When you add an nginx reverse proxy layer on top of Apache, Apache thinks that all connections originate from the server running nginx. This creates a couple annoying problems:

• Every entry in the Apache access logs appears to come from the IP of the nginx server
• Securing sessions by checking that a user’s IP address hasn’t changed becomes more difficult.
  • This is especially true when using open source software. OS packages usually look for the client’s IP in the REMOTE_ADDR variable.

To resolve these issues, we’ll use the Apache mod_rpaf module to populate the REMOTE_ADDR using a special HTTP header inserted by nginx. A typical request would work as follows:

• 1.2.3.4 sends HTTP request to nginx server
• nginx determines that it needs to proxy pass the request to a back-end Apache server (e.g. by looking at the content-type or virtual host).
• nginx adds an HTTP header “X-Forwarded-For” with the client’s real IP
• nginx forwards (proxy_pass) the request to back-end Apache server
• mod_rpaf in Apache detects that the request is coming from the nginx IP, then substitutes REMOTE_ADDR with the contents of X-Forwarded-For
• Apache handles request as normal. Applications do not need to be aware of the reverse proxy.

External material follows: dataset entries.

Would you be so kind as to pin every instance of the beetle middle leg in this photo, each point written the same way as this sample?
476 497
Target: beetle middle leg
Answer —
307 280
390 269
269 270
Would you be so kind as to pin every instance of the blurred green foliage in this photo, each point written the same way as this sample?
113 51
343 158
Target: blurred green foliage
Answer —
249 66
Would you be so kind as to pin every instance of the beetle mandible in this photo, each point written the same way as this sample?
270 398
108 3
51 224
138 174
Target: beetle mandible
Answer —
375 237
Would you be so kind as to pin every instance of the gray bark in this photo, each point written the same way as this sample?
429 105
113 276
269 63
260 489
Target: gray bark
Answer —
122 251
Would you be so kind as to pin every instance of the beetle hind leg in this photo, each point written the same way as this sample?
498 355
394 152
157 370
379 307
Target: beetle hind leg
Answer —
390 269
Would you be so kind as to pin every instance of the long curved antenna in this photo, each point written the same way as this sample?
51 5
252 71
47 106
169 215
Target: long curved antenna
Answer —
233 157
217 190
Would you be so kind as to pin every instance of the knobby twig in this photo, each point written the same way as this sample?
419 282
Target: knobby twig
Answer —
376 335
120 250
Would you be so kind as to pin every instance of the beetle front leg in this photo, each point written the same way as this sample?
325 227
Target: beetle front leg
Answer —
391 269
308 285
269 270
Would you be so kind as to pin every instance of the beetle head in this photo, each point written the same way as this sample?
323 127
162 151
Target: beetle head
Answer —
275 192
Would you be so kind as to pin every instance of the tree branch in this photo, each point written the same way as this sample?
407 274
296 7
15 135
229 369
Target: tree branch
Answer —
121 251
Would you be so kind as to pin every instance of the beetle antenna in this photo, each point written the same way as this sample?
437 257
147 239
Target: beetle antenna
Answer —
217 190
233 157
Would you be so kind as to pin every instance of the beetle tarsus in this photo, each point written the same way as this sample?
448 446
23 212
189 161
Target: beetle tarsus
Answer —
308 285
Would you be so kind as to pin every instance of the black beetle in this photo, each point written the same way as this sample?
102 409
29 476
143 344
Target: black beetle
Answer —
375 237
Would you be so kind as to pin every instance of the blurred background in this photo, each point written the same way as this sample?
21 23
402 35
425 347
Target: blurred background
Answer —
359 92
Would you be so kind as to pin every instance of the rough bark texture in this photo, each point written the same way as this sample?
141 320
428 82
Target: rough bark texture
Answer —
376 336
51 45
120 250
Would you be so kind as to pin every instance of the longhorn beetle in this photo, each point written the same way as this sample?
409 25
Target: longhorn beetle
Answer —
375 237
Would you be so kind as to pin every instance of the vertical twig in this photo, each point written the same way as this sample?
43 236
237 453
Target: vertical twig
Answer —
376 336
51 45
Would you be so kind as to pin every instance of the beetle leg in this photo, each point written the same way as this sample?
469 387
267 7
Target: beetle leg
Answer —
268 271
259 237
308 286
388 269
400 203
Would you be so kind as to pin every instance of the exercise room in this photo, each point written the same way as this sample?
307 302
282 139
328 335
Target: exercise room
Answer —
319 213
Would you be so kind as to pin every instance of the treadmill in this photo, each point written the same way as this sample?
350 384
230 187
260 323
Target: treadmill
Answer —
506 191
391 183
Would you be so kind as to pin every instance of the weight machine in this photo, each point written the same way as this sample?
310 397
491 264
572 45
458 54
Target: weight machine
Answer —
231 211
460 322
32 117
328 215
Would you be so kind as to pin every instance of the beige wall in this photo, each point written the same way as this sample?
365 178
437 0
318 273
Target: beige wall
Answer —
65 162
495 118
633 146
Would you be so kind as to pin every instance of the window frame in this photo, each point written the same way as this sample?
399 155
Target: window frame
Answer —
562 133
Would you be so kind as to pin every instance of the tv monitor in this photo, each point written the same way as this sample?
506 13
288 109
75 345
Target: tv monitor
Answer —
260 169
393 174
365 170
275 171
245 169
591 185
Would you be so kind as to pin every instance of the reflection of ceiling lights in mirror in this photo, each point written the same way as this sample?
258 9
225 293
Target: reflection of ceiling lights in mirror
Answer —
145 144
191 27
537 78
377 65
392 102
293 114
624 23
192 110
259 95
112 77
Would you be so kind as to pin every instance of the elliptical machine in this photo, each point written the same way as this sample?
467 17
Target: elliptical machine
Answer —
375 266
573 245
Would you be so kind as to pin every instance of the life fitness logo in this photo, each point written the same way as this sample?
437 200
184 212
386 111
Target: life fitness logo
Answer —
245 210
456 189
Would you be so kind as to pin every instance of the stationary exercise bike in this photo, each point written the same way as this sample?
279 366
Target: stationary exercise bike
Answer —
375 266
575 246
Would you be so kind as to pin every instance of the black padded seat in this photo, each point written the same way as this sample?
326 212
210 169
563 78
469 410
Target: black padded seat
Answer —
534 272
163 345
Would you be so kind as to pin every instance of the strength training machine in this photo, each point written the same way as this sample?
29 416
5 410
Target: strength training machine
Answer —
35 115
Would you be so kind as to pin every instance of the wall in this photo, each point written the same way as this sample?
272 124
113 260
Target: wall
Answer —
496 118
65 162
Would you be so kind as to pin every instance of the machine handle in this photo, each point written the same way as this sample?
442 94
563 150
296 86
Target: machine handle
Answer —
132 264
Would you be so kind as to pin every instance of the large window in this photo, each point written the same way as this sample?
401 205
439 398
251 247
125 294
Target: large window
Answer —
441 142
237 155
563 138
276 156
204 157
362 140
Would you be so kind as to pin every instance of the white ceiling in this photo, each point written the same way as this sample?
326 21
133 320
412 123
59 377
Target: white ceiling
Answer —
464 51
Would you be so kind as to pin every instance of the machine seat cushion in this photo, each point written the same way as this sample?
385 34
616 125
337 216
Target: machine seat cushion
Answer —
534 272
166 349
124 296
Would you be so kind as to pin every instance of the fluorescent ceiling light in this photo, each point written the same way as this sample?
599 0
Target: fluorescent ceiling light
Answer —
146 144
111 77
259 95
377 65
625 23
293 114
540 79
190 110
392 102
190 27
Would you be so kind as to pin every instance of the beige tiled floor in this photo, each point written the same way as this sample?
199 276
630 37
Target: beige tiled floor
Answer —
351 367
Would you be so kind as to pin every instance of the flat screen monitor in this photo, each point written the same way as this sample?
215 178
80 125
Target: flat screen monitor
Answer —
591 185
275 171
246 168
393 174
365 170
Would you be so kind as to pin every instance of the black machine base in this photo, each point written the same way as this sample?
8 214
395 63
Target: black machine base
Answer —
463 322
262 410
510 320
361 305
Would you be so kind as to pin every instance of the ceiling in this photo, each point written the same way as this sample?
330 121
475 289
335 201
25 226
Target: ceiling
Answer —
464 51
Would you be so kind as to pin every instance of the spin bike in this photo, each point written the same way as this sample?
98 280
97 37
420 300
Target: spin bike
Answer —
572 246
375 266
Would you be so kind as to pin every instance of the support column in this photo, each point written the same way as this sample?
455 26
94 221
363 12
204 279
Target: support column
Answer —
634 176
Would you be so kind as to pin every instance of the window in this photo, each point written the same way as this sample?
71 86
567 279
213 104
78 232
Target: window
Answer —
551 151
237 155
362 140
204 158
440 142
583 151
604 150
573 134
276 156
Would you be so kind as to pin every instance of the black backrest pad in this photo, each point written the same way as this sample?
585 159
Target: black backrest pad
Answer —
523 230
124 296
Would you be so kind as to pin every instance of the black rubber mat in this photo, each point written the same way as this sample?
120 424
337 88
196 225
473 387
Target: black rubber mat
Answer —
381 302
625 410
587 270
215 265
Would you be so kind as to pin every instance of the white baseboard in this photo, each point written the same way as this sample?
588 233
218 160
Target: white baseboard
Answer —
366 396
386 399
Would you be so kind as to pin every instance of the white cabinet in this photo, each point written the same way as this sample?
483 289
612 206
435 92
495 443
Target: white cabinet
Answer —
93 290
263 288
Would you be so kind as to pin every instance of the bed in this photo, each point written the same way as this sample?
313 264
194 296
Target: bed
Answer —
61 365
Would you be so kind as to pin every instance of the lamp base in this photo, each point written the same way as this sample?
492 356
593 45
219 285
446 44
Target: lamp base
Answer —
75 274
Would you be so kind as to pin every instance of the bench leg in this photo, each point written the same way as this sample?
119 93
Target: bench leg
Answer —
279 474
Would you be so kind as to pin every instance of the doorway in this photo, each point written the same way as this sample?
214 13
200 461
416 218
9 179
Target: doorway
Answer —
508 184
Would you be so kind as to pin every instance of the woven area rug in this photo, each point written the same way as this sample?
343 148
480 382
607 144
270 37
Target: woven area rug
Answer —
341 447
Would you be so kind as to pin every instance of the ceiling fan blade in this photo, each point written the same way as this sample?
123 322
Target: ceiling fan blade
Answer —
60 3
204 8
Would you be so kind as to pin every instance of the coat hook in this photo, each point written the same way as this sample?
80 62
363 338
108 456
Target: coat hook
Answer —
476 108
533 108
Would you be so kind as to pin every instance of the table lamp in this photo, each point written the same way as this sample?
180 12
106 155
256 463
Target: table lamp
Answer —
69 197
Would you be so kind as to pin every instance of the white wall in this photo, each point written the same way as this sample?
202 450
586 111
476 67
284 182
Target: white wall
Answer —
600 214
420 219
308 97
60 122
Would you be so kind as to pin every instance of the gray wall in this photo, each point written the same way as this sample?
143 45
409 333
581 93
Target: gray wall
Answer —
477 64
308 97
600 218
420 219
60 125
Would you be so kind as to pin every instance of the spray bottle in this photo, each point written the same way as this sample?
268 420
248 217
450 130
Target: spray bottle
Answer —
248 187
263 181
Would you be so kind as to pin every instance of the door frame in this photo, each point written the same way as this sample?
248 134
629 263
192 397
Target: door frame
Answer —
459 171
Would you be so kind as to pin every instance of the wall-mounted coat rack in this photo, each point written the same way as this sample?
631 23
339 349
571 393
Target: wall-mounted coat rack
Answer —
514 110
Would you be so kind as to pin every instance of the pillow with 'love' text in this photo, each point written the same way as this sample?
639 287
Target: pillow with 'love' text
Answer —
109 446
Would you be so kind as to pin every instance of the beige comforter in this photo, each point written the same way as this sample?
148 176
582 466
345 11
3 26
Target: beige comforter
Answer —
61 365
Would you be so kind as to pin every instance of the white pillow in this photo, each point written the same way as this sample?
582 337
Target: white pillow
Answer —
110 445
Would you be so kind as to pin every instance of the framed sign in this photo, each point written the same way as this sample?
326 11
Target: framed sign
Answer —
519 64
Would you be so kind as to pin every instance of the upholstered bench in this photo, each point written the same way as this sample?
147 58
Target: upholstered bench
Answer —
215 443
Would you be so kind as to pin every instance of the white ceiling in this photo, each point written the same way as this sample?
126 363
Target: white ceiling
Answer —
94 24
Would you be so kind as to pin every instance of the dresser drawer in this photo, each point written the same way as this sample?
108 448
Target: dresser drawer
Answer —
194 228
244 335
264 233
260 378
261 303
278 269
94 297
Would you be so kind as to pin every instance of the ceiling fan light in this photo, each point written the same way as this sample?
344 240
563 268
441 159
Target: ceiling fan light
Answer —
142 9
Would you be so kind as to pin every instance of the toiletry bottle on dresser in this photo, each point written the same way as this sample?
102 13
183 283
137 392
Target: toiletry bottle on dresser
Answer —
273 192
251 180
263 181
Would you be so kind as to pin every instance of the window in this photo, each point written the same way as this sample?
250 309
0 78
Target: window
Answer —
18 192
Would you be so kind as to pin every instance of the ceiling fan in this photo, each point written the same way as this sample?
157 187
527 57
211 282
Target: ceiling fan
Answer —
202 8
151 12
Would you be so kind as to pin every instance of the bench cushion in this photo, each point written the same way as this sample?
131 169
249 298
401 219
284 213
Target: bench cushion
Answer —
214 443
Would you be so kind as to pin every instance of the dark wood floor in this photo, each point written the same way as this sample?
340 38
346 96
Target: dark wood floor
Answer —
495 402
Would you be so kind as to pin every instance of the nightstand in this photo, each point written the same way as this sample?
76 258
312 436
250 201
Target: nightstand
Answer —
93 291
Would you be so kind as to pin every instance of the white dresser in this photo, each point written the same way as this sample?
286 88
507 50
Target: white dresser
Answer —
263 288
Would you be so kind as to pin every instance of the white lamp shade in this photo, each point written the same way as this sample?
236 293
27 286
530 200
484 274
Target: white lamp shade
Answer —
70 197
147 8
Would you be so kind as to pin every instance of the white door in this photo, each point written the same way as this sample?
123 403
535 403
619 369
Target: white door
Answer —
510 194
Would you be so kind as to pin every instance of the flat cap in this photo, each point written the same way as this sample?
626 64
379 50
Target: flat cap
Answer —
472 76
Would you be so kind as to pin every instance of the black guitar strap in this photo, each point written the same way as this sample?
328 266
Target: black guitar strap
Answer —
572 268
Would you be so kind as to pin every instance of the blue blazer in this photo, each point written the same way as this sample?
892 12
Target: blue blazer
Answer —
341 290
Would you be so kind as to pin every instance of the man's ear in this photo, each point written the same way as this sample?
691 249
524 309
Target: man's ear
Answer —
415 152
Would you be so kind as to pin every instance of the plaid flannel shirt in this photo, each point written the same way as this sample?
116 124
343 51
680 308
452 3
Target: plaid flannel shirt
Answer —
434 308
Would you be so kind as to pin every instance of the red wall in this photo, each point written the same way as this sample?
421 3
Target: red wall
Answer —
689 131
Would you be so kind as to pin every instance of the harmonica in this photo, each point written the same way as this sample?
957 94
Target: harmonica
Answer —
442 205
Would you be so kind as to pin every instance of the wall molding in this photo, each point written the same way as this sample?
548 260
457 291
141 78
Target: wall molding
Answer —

To install mod_rpaf on the CentOS 5 box:

wget http://stderr.net/apache/rpaf/download/mod_rpaf-0.6.tar.gz
tar zxvf mod_rpaf-0.6.tar.gz
cd mod_rpaf-0.6

# Patch Makefile so it looks for 'apxs' instead of 'apxs2' (required
# when compiling under CentOS 5):
sed -ie 's/apxs2/apxs/' Makefile

make rpaf-2.0
make install-2.0

Create /etc/httpd/conf.d/rpaf.conf:

# Path to mod_rpaf-2.0.so, relative to /etc/httpd/
LoadModule rpaf_module modules/mod_rpaf-2.0.so

RPAFenable On
RPAFsethostname On

# Define our reverse proxy IP.  Only substitute client IP in
# when we receive a request from this IP.
RPAFproxy_ips 192.168.0.1

# The header where the real client IP address is stored.
RPAFheader X-Forwarded-For

Configure nginx to reverse proxy our CNAME IP address to the back-end container. We won’t go into installing nginx here, instead I’ve included the relevant configuration section in /etc/nginx/nginx.conf. This configuration says to reverse proxy all requests to the virtual host ‘myvirtualhost.com’:

server {
listen 80;
server_name myvirtualhost.com;

location / {
proxy_pass http://192.168.0.56;
proxy_redirect default;

proxy_set_header Host $host;
proxy_set_header X-Real-IP $remote_addr;
proxy_set_header X-Forwarded-For $proxy_add_x_forwarded_for;
}
}

After restarting Apache & nginx, you should be able to successfully connect to your back-end Apache via the nginx reverse proxy layer. Inspecting the Apache environment will show a couple new headers, but other than that requests look the same as if clients were connecting directly without the proxy.